今更の話ですが、今年はメジャーリーグで大谷翔平選手の活躍が大変に話題ですね。「年間10試合以上登板した選手の最多本塁打」などといったベーブ・ルースの記録を塗り替え、シーズンはまだ途中ですがMVPは当確ではないかともっぱらの評判です。特に7月のホームランを量産していた時期には、ペドロ・マルティネスの「彼はたぶん人間じゃない。きっとモンスターか人造人間のような能力を持ったなにか、あるいはコンピューターチップが入っているとしか思えない」や、マーク・グビザの「オオタニは人間じゃない。もしかしたら地球人でもないかもしれない」など、あまりの活躍に人外扱いするコメントも多く見られました。
しかし、ベーブ・ルースの記録を塗り替え、普通の人間ではないといわれた日本人野球選手は大谷だけではありません。そう、ルースの通算本塁打記録を超えた(その記録を塗り替えたハンク・アーロンの通算本塁打記録も。ジョシュ・ギブソンの記録については不確定なものなのでここではひとまず措いておきます)世界のホームラン王・王貞治です。今回紹介する高森朝雄+古城武司「未来人王」は、そんな王のキャリア6年目、日本プロ野球史上初の1試合4打席連続本塁打を記録するなどし、最終的に当時の日本記録となる1シーズン55本塁打を記録した1964年の『週刊少年マガジン』35号に掲載された読切(単行本未収録)です。
まず最初に基本的な情報を書いておきましょう。原作の高森朝雄は梶原一騎の別ペンネーム。当時は同じ原作者が同じ雑誌に同時に書く場合は別ペンネームを使うのが普通でした。当時の梶原はマガジンで『ハリス無段』(作画・吉田竜夫)を連載していたため、こちらは高森名義を使ったのです。作画の古城武司(1938〜2006)は、『流星人間ゾーン』『伝説巨神イデオン』『ザ・ウルトラマン』などといった特撮・アニメ作品のコミカライズを多く手がけた他、金田正一をキーマンとした梶原原作の野球漫画『おれとカネやん』などでも知られています。
ちなみにこの梶原・古城コンビ、66年にはやはり『少年マガジン』で『偉大なる王(ワン)』という作品を連載していますが、これはロシアの亡命作家ニコライ・バイコフの小説を原案とした、虎の王とその子を主役とした『ジャングル大帝』みたいな話で、本作とは一切関係ありません(ややこしいですね)。

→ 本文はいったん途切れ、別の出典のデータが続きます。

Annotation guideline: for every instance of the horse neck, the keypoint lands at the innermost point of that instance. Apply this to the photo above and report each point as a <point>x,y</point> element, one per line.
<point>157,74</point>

さて、本作の紹介に入りましょう。物語は王3年目のシーズンである1961年9月の後楽園球場、読売ジャイアンツ対国鉄スワローズ(現・ヤクルトスワローズ。ちなみに「スワローズ」という名前は、現代の新幹線「のぞみ」号のポジションに当たった国鉄のシンボル的特急列車「つばめ」号に由来しています。つば九郎も、JRバスのシンボルマークが今でも「つばめ」なのも、実は由来が同じなのです)16回戦の9回裏からスタートします。巨人はここまで国鉄のエース・金田正一に零封されて1-0で負けていたものの、2アウトながら二・三塁と一打逆転サヨナラのチャンスを迎えます。そして打席には王。ですが、解説者の小西得郎は「なんともうしましょうか たよりない王では逆転もゆめにおわるのでは ないでしょうか」(注・小西は1955年からNHKでのプロ野球中継の解説者をしていた人で、口癖の「何と申しましょうか」は同年の流行語にもなっています)とそっけなく、観客からも「三振王! ひっこめえ」「ピンチヒッターをだせえ」とヤジを飛ばされます。この頃の王は、2年目の60年が.270 17本 71打点、3年目の61年が.253 13本 53打点と、その後の活躍を考えるとあまり大したことのない成績でした。……いやまあ、高卒2年目・3年目の選手としては正直十分過ぎる成績ではあるのですが(13本塁打はこの年チームで長嶋茂雄に次ぐ2位ですし、高卒3年目まででこれ以上の本塁打数を記録しているのは清原和博や中西太など手で数えられるほどしかいません)。ただ三振がかなり多く「三振王」とも言われていたのは事実なようで、例えば60年に記録した101三振というのはその年の最多三振である興津達雄(広島)の108に匹敵しています。そして王は、川上監督から「こんどもヒットがでないようなら一塁のポジションは木次(文夫)にかえるぞ」と最後通牒を突きつけられた上、あっという間にツーストライクと追い込まれ、さらに自打球で軽く足を負傷するという絶体絶命のピンチに陥ります。すると突然王の身に不思議なことが……。なんと、国鉄の捕手・根来広光がサインを出してる様子がはっきりと頭に浮かび、そしてそのサインはドロップを指示しているということが分かったのです。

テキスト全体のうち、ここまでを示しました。